Heal thinks it will happen. “Testing is coming down in price all the time and we think every adult once in their life, barring new risk factors, should have a test. That’s how countries are going to achieve national elimination.”
The harder part
Neither Pharmac nor manufacturer AbbVie is saying what each treatment with Maviret will cost taxpayers, but Gane suspects we’ve negotiated one of the lowest prices in the world. Ultimately, it will be much cheaper than dealing with the awful complications that come with untreated hepatitis C.
As Australia has discovered, finding the money for hep C antivirals is the easy part. The harder part is cultural: finding the message that will bring in people for testing and moving past the drug-related stigma that may have prevented them doing so in the past.
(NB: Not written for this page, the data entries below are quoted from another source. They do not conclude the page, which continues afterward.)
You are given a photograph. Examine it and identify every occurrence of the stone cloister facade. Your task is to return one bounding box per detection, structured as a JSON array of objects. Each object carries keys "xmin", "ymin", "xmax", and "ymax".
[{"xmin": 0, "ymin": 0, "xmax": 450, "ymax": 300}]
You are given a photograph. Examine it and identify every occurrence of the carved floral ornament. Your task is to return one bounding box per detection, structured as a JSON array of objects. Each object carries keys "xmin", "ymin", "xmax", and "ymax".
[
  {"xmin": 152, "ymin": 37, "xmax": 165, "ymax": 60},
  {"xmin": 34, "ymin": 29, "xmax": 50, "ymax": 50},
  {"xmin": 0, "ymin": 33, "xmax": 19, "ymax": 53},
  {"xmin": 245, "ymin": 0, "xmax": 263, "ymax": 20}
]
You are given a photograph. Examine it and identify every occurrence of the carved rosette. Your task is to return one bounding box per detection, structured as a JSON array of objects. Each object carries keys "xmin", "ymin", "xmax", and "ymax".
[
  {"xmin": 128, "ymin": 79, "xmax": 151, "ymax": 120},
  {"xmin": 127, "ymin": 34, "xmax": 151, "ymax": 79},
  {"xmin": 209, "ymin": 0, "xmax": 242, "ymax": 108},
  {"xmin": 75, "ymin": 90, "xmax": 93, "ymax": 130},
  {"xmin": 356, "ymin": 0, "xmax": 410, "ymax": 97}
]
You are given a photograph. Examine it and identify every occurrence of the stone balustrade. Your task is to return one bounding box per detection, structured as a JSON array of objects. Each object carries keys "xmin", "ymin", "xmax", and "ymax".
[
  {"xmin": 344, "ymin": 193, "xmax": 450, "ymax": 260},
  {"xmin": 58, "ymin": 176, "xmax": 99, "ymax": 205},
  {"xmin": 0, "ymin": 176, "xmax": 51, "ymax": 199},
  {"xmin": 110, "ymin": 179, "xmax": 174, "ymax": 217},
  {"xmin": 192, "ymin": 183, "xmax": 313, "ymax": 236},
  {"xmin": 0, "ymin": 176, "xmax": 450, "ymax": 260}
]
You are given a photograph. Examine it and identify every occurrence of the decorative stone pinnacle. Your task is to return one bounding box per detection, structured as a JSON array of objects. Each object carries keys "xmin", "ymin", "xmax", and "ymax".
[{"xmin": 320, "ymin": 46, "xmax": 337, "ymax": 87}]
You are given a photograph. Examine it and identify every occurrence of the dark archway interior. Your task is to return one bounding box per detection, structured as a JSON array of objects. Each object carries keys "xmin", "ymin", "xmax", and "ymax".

It means reaching people who may be profoundly isolated.
“At least with HIV, which was mostly a disease of gay people, they had that community, and they had the support around that,” says Freeman. “With hep C, there isn’t a community, because people, even if they were involved with the drug network, part of the purpose of getting clean is to break off from that network. If you didn’t get it from that source, which is about half the people, you have no relationship to anyone else with hep C. So, there’s no network support around it. It’s staggeringly isolating.”
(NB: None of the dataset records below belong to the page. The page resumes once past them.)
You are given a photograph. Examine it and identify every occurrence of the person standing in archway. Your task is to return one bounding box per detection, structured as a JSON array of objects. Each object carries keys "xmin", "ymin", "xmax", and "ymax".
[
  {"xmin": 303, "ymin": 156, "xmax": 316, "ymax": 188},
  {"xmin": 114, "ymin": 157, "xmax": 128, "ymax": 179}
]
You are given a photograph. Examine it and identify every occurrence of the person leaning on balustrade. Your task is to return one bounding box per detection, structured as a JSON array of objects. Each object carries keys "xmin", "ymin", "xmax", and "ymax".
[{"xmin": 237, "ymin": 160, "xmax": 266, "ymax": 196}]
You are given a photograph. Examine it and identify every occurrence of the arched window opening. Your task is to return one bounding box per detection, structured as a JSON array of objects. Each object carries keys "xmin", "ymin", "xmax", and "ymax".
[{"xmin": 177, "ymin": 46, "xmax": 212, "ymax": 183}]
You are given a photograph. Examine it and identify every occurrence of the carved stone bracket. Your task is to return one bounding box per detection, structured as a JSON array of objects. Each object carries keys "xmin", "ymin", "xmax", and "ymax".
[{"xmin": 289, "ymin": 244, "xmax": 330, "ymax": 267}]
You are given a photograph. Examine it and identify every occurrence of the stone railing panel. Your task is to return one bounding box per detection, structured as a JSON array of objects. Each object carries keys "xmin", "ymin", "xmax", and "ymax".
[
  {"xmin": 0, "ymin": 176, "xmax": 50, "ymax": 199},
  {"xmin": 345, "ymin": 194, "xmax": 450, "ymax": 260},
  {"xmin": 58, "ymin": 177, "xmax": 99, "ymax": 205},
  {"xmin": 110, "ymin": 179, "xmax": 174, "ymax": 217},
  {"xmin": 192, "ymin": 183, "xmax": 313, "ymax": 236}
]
The battle in both countries will benefit greatly from political decisions made in the 1980s to introduce needle exchanges and opioid-substitution therapy as harm-reduction measures. (Australia went further in the late 1990s, when the first medically supervised injection room opened in Sydney.) These services are either controversial or simply unavailable in many other countries.
Beating the disease will require a similar social and political commitment, the embrace of a view that, as Gane puts it, “we don’t care how you got hep C; have a test and if you’ve got it, we’ll cure you”.
Gane says about 100 New Zealanders a week are now starting treatment with Maviret and “if we can keep that up, we’ll get rid of hep C within 10 years”.
Keeping it up, as the experience across the Tasman shows, will be the challenge. And if Heal gets her way, we’ll do it by changing the conversation with a butterfly.
Taking the test
Hepatitis A and E are usually short-term infections and are typically spread through faecal contamination.
Hepatitis B can be spread by blood-to-blood contact or other bodily fluids, while C is almost always transmitted by blood-to-blood contact (until 1992, blood was not screened for hepatitis C before transfusions). Hepatitis C is more likely than B to become a chronic infection: as many as 85% of people infected with C will develop a chronic infection that may be carried for 20-30 years. The outcome of hepatitis C is often cirrhosis and liver failure or liver cancer.
Perhaps the biggest difference between B and C is that there is a vaccine available for B. The vaccine is also protection against the lethal hepatitis D, which occurs only as a coinfection with B.
Getting tested for hep C is as easy as asking your GP.